Saúde

O Fim do Médico?

Uma paciente japonesa foi diagnostica com leucemia mieloide aguda, um tipo de câncer do sangue caracterizado pelo rápido crescimento de células de defesa. A paciente recebeu quimioterapia em um hospital ligado a Universidade de Tóquio, no entanto sua recuperação estava lenta demais. Os médicos recorreram ao Watson. Watson é um sistema de inteligência artificial desenvolvido pela IBM. Ele tem a disposição toda informação científica disponível, além de poder ser alimentado com protocolos clínicos das instituições médicas e dados genéticos dos pacientes.

Os médicos japoneses alimentaram o sistema com dados genéticos da paciente e em dez minutos Watson fez o diagnóstico de uma mutação relacionada a um tipo específico de leucemia. A quimioterapia foi modificada e a paciente evoluiu de forma satisfatória. Não que os médicos não pudessem chegar ao mesmo diagnóstico, mas provavelmente demorariam duas semanas para isso.

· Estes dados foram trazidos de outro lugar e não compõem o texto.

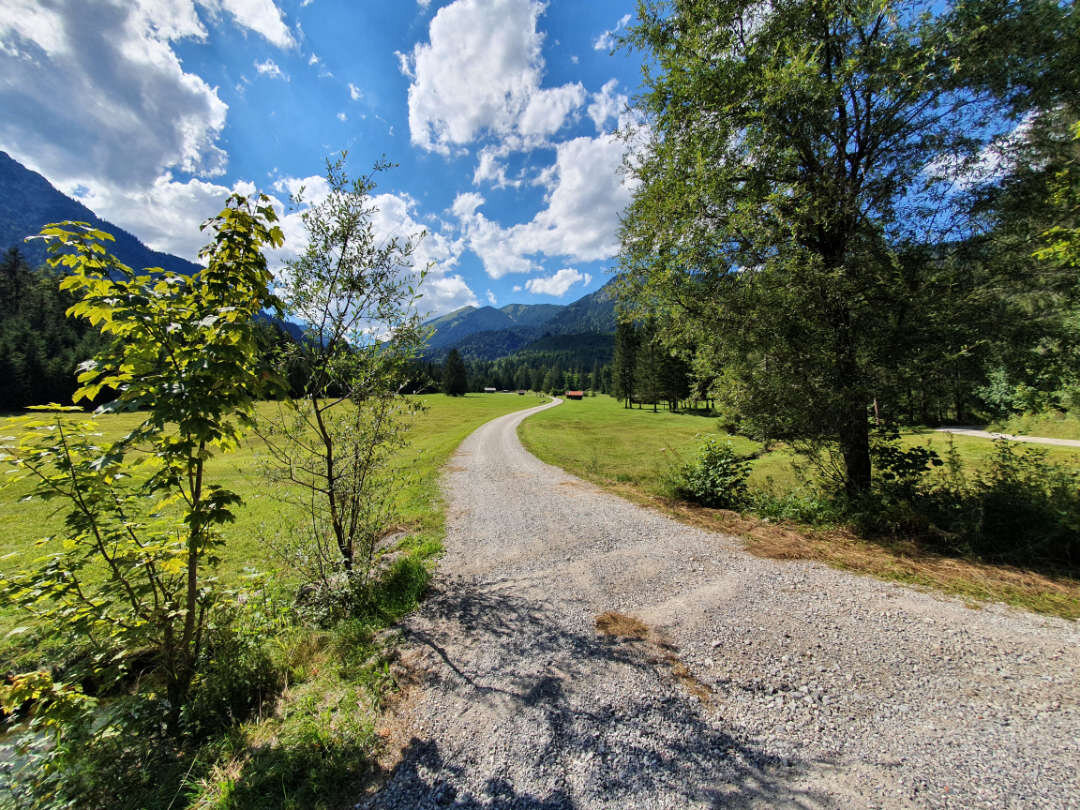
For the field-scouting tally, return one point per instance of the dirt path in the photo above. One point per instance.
(719, 679)
(1010, 436)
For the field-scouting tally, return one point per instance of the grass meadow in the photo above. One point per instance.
(634, 451)
(436, 432)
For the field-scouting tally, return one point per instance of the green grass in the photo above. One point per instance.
(632, 451)
(1053, 424)
(598, 439)
(437, 431)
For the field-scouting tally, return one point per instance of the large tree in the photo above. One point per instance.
(799, 151)
(455, 379)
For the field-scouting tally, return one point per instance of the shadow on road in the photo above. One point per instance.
(581, 720)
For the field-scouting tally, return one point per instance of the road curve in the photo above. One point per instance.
(758, 684)
(1030, 440)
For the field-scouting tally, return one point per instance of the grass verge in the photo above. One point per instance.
(313, 743)
(630, 453)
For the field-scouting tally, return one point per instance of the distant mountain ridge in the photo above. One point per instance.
(28, 201)
(486, 333)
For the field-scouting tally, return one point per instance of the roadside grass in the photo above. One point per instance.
(1049, 424)
(315, 744)
(437, 431)
(633, 453)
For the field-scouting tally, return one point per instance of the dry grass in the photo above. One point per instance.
(622, 625)
(656, 648)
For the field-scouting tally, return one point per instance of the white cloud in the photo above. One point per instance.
(606, 40)
(491, 170)
(93, 90)
(165, 215)
(548, 109)
(557, 284)
(445, 295)
(588, 192)
(607, 105)
(270, 69)
(261, 16)
(313, 189)
(478, 75)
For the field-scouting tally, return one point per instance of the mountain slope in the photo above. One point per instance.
(594, 312)
(28, 201)
(486, 333)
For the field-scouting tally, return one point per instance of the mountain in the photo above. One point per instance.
(486, 333)
(531, 314)
(594, 312)
(28, 201)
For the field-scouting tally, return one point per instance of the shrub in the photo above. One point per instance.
(716, 478)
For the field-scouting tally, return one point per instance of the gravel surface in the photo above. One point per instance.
(759, 684)
(1010, 436)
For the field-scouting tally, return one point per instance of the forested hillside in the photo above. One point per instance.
(28, 201)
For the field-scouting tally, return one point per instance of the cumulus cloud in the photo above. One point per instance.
(93, 90)
(548, 109)
(269, 68)
(480, 73)
(261, 16)
(588, 192)
(607, 105)
(557, 284)
(491, 170)
(606, 40)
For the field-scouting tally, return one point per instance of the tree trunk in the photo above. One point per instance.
(855, 447)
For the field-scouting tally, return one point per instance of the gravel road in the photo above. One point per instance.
(1030, 440)
(738, 682)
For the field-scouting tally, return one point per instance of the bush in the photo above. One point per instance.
(1023, 509)
(716, 478)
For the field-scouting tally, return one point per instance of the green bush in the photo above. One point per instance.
(716, 478)
(1022, 509)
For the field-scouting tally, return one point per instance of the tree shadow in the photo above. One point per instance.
(566, 738)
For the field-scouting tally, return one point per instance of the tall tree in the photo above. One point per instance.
(796, 148)
(624, 361)
(455, 379)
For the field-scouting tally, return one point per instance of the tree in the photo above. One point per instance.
(332, 445)
(455, 380)
(624, 362)
(797, 148)
(144, 515)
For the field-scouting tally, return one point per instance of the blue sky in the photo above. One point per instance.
(501, 115)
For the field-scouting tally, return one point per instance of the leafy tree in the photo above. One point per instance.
(624, 362)
(797, 148)
(332, 444)
(455, 380)
(144, 517)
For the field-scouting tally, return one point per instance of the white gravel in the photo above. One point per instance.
(827, 689)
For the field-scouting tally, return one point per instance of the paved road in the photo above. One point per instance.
(712, 678)
(1010, 436)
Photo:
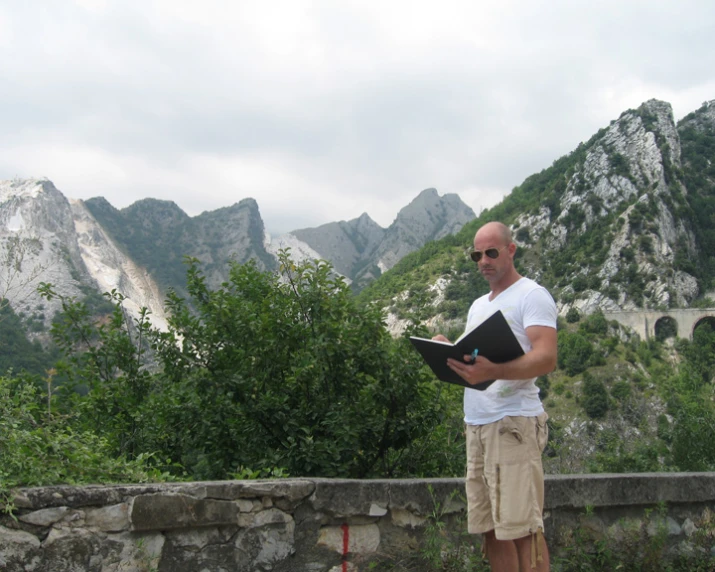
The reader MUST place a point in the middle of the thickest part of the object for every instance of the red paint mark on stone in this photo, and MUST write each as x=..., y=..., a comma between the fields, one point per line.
x=346, y=544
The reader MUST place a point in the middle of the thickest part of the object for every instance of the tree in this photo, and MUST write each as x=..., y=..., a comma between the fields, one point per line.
x=287, y=373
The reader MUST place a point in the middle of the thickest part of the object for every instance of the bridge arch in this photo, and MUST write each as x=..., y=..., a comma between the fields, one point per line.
x=644, y=322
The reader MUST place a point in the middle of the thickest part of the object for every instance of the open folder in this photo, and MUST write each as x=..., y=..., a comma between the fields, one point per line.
x=493, y=339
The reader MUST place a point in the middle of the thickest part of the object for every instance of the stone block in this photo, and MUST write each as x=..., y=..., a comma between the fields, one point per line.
x=19, y=551
x=360, y=539
x=113, y=518
x=45, y=516
x=339, y=498
x=168, y=512
x=406, y=519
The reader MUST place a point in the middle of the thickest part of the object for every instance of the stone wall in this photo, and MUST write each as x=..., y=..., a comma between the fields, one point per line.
x=318, y=525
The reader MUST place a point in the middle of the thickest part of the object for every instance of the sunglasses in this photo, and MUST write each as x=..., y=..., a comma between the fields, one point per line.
x=490, y=252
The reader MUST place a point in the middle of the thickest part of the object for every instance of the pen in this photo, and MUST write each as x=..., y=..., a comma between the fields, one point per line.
x=474, y=355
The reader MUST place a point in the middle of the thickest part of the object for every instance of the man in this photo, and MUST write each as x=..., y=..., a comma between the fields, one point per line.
x=506, y=423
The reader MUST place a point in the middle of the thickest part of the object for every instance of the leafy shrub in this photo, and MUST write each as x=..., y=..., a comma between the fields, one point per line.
x=594, y=397
x=574, y=352
x=573, y=315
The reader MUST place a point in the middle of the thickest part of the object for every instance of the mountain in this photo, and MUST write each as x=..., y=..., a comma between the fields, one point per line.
x=361, y=250
x=623, y=222
x=86, y=248
x=44, y=237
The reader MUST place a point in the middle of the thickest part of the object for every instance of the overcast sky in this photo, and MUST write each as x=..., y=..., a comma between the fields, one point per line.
x=323, y=110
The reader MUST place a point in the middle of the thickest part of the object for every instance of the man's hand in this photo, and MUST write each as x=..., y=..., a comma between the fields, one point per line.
x=476, y=372
x=440, y=338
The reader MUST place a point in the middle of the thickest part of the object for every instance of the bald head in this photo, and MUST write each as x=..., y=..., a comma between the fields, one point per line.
x=496, y=231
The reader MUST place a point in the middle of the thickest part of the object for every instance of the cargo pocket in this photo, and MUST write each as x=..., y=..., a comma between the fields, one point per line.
x=542, y=431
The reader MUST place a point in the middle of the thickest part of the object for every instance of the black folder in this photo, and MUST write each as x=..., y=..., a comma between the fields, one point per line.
x=492, y=338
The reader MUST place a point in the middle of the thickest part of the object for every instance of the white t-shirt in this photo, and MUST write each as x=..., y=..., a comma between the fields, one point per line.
x=523, y=304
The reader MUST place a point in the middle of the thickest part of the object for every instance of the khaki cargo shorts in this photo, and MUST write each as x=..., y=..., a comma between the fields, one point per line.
x=505, y=477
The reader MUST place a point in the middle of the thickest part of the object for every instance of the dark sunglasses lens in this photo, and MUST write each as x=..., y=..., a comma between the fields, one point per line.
x=490, y=252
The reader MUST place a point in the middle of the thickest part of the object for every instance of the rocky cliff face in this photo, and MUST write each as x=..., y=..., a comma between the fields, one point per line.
x=89, y=246
x=46, y=238
x=628, y=189
x=361, y=250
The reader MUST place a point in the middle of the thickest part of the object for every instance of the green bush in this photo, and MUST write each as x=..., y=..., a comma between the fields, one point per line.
x=38, y=447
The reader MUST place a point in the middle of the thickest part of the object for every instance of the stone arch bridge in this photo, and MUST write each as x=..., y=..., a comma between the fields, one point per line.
x=643, y=322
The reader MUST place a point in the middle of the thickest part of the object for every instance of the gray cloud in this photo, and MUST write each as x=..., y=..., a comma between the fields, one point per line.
x=323, y=110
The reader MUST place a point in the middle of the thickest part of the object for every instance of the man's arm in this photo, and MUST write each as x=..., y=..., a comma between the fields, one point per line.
x=539, y=361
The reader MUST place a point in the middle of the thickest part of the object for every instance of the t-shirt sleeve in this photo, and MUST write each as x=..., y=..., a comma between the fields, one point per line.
x=539, y=309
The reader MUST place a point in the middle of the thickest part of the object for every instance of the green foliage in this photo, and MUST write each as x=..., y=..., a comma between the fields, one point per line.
x=40, y=448
x=641, y=545
x=289, y=372
x=594, y=397
x=16, y=351
x=108, y=361
x=574, y=352
x=595, y=323
x=573, y=315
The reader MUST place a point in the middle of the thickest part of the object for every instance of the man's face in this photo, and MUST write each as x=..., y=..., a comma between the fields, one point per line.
x=493, y=269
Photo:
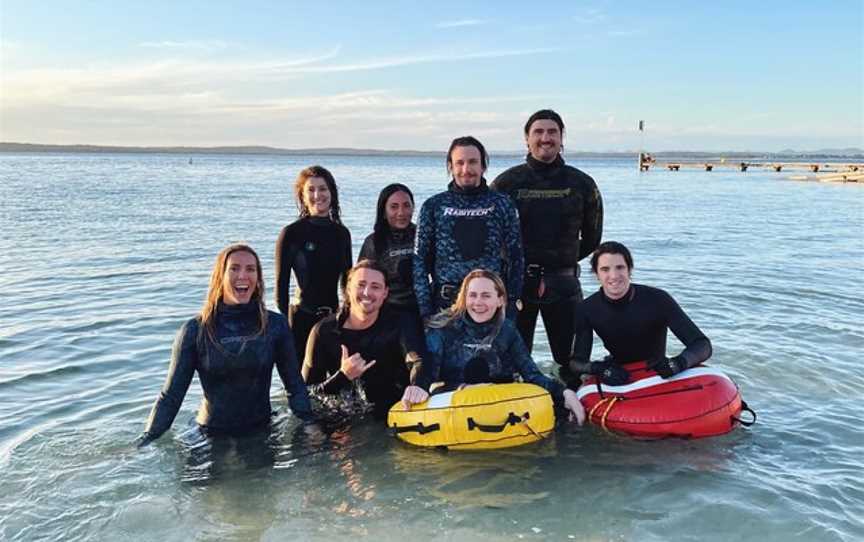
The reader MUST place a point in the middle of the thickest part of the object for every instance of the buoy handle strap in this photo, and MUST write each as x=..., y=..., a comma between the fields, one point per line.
x=512, y=419
x=745, y=408
x=419, y=428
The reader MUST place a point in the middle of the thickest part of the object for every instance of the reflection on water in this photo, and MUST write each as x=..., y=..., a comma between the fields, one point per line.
x=112, y=253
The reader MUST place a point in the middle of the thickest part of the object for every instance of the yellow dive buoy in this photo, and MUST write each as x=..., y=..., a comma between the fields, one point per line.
x=477, y=417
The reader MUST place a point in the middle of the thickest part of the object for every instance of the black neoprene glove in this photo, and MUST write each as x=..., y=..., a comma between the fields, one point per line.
x=609, y=371
x=667, y=367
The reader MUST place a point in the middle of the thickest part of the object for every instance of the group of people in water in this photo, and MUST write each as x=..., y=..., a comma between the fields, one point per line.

Em 2006, Anne Wojcicki, ex-mulher de Sergey Brin, co-fundador do Google, fundou a 23andMe. O lançamento de seu teste genético foi em alto estilo durante o fórum econômico mundial em Davos na Suíça. Bono Voz, vocalista do U2, foi visto cuspindo no kit de obtenção de saliva para obter seus dados genéticos e descobrir a predisposição para mais de 90 doenças. Em 2008, a revista Time, definiu esse produto como o “produto do ano”. Entretanto o FDA, colocou um freio nisso tudo, apesar de recentemente ter voltado a liberar o teste para 10 doenças.

Big Data, nanotecnologia, genética, aplicativos, telemedicina, biologia sintética e robôs são alguns dos exemplos de como a tecnologia tem ajudado no cuidado com a saúde. Seria o fim dos médicos? Provavelmente não. No entanto, seria sim o fim da medicina da forma que estamos acostumados. Talvez não somente fazendo as mesmas coisas de forma melhor mas provavelmente fazendo novas coisas de forma que as antigas possam parecer obsoletas.